If his thinking seems a bit naïve now, it is important to understand that there has been a wealth of discovery in the intervening years. And this book was one of the inspirations that fueled that pursuit of knowledge, drawing people's attention to the mysterious past, and inspiring countless readers to look further. Look elsewhere for accurate material, but come here to see ithe excitement in the archeologist's mind.
Hopelessly Outdated Jul 8, 2003
Yes, it is a pleasant, lightweight read, but contrary to some of the other reviews here, this book is not "somewhat" outdated - - it is completely outdated. Anyone who knows anything about Ancient Egypt can just look at the inaccurate information in some of these reviews and see how misinformed readers of this book will be -- for example Thuthmosis III (the accepted "modern" spelling is Thutmose from the Egyptian transliteration, more closely Djehutymose) was not 4'6" -- that is a measurement of his mummy, minus his detached feet and lower legs. He more likely was about 5'6" tall, a very respectable height for an ancient Egyptian. As for Thutmose III being a "hero," this is a man who, solely for profit, invaded foreign countries, killing, maiming and plundering, carrying goods and slaves back to Egypt, leaving countless impoverished widows and orphans in his wake. It is so sad to think that a mass murderer is anyone's definition of a "hero."
Fascinating (but maybe outdated) Mar 16, 2003
My copy is the Bantam 1964 reprint of the 1905 classic. Almost a hundred years old, this book still reads surprisingly easily. Whether it's out of date or not, I'm in no position to judge, not being an expert in this field.

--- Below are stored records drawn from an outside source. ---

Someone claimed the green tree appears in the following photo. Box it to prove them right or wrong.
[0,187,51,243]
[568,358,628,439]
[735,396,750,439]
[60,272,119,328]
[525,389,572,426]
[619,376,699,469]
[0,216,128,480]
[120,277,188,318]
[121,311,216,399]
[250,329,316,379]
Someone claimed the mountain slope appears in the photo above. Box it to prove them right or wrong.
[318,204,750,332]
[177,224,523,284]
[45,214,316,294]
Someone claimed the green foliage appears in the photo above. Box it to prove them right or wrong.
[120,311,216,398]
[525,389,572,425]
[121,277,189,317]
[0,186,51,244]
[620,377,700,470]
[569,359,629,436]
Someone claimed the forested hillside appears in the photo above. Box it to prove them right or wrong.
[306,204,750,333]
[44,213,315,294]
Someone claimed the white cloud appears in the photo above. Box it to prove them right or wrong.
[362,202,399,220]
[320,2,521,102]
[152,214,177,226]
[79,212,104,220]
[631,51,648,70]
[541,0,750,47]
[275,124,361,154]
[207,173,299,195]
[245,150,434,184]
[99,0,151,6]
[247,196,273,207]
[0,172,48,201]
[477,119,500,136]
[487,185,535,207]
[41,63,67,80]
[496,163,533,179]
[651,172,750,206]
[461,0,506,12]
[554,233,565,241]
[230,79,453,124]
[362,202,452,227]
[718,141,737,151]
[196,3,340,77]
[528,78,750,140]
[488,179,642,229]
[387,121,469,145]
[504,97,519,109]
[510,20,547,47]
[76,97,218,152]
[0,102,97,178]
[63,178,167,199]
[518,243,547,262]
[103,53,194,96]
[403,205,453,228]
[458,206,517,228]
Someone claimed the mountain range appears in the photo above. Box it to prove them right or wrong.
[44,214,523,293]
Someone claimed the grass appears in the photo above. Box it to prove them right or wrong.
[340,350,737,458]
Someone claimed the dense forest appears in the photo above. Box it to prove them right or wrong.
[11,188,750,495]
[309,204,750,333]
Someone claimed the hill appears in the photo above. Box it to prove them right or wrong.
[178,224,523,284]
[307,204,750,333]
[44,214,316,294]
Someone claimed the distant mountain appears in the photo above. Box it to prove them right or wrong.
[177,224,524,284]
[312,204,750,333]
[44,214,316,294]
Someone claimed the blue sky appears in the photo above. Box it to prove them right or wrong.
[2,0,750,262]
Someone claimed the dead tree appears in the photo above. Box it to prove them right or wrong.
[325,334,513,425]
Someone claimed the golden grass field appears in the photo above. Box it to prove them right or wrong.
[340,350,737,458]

But I'd assume that a lot of archaeological discoveries must have been made in the last century to make this book somewhat obsolete.
Breasted was the first and foremost American Egyptologist, the founder of the prestigious Oriental Institute of Chicago (the premier archaeology academy in America - featured in Indiana Jones), and the first archaeologist elected to the National Academy of Sciences.(He was also a former President of the American Historical Association, and must have been the only person to have both honors.) I particularly like his opinions of Thuthmosis III, whose 3450th passing is today.
Two other books that may shed some light on the recent findings are "Egypt of the Pharaohs" by Sir Alan Gardiner and "The Oxford History of Ancient Egypt" edited by Ian Shaw.